Tuesday, March 8, 2011

Mixed Messages



Great news! I have the whole team together for 2 hours for you to present your solution to them. Words that should chill you to the bone. It is hard enough to present a clear concise message to one person. Now you get to do it to a group, all with a different agenda, all with different technical knowledge. Without them falling asleep.

This type of meeting is ideal for the client, one lump of time for everyone, and then they are done. In fact if they have multiple vendors pitching to them, they may block out the whole day, order pizza, and watch demo after demo.

This is a sales nightmare on ice. Are you first? Last? Which is better? (future blog) The truth is it doesn’t matter. The client might as well throw darts to choose, because everyone will be so mentally tired there is no way they can properly assess the solutions.

You have a couple of options to consider. Say no. Schedule separate targeted demonstrations.  Accept one big meeting, but break it into smaller logical groups of people, by department or use case. Have each group show up as they are needed. Or do as I normally have to, the way the client wants. Let me talk about this one.

Risk assessment. What is or biggest risk? Being boring. Get too technical, half the people eyes roll up. Keep it too simple, higher level employees think you are an idiot. Concentrate on one department, others start thinking of Facebook. Simple solution.

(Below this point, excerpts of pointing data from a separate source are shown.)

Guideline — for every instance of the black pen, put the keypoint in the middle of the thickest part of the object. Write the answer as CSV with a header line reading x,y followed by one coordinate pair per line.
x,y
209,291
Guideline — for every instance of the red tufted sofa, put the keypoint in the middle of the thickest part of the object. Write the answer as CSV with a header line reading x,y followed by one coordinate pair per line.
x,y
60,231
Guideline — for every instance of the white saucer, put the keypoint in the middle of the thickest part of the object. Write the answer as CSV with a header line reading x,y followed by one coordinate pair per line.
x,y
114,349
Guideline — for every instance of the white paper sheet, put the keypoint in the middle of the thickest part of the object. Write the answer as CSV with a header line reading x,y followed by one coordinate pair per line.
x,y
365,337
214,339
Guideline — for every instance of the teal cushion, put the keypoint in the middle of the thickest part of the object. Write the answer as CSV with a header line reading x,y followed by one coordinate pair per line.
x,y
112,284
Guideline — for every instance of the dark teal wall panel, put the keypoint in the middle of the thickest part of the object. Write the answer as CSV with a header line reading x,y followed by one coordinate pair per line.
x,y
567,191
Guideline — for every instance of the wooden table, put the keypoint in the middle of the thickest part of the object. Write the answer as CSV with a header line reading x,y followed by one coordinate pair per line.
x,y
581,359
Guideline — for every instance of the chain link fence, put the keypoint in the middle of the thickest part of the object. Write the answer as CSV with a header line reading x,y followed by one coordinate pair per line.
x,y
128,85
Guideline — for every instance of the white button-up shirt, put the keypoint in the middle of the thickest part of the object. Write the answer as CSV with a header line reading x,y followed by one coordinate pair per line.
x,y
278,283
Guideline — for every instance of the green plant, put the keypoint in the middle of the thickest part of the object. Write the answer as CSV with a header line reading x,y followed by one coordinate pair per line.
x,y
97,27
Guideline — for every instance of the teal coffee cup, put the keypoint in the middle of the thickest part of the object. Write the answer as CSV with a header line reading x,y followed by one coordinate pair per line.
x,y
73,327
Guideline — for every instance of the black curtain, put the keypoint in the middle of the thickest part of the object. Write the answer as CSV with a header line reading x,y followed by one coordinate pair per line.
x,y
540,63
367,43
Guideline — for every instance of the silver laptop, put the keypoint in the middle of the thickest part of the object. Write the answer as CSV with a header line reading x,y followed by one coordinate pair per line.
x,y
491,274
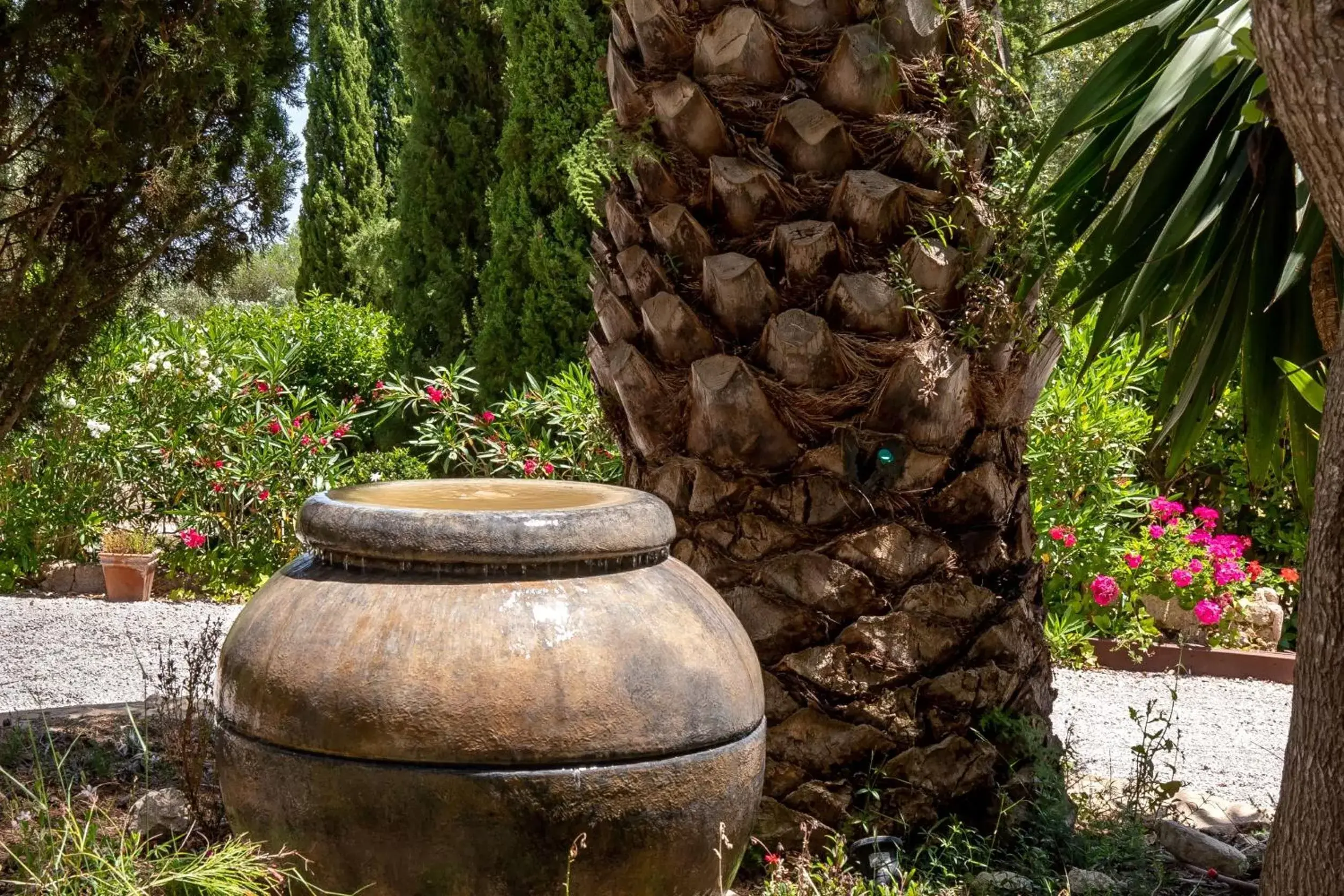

Workflows. I don’t know what you are selling, but I guarantee it is more than a collection of features. Don’t demo features, demo process workflows. This allows you to engage all your audience, no one has a chance to get bored. They get to imagine how they will be using it. By showing a logical workflow, you stay out of the weeds, but have presented something that is appreciated by the technical people. By all means take questions, but dodge landmines by offering to explain 1 on 1 for highly technical questions. Don’t let your message get mixed.